Torch crashing nVidia driver with this simple example :-( Help

burhop · March 16, 2024, 4:37pm

My Windows PC is crashing doing some Llama2 training and I’m really struggling to find a solution. This training example will reproduce it… It starts fine but then crashes the PC about an hour in during the train

Windows 10 32Gig
RTX 4080 32Gig
Python 3.11.8
torch 2.2.1+cu121
torchaudio 2.2.1+cu121
torchvision 0.17.1

NVidia Drivers 551.61 (release date: 02/22/2024)

The crash dump files all mention nvlddmkm.sys. I have the latest driver but have tried some previous versions too. I’ve also tried reducing the batch size to 2 and to 1. I’ve posted on the nVidia board since I’m crashing the PC but no luck here

I’m not a pyTorch expert so if you have suggestions on parameters or other modules to test, that would be a big help. In the mean time, I’ll give it a try on one of my LInux machines.

ptrblck · March 16, 2024, 5:45pm

I doubt the issue is related to PyTorch, so you might want to follow up in the cross-post.

burhop · March 17, 2024, 3:22pm

I hope you are right.
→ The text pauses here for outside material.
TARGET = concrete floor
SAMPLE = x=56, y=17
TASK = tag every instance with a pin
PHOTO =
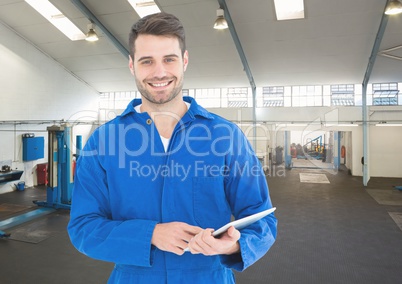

Even if I am trying to use too much memory, the OS and drivers should kick back and error, not crash.

I ran the code on my Win11 32gig with a RTX 2070 24gig machine and got the same crash. So at least I have eliminated hardware. If I run the example code as is, it gives a memory error. Changing the batch size from 4 to 1 let me get further and crashes both PCs.

A Linux machine with a 3080 is next.

OracPrime · April 2, 2024, 9:26pm

I’m also seeing not a crash with a dump, but an instant Windows reboot when training a model with torch 2.2.2+cu121 and cuda 12.4. Do I need to downgrade to cuda 12.1 or upgrade torch somehow?

burhop · April 3, 2024, 2:11pm

I did upgrade to the NVIDIA drivers that just came out but no joy.

Setting PyTorch to “cpu” allows it to work (if you have lots of time)

Running it on the Linux machine didn’t get far as I immediately get an error message saying it can’t access enough GPU memory.

OracPrime · April 3, 2024, 2:13pm

Thanks. I don’t think I’ve got the patience for cpu mode. I’ll keep playing and let you know if I find a fix. Both upgrading PyTorch to 12.4 (by building locally from source) and persuading CUDA to downgrade look painful…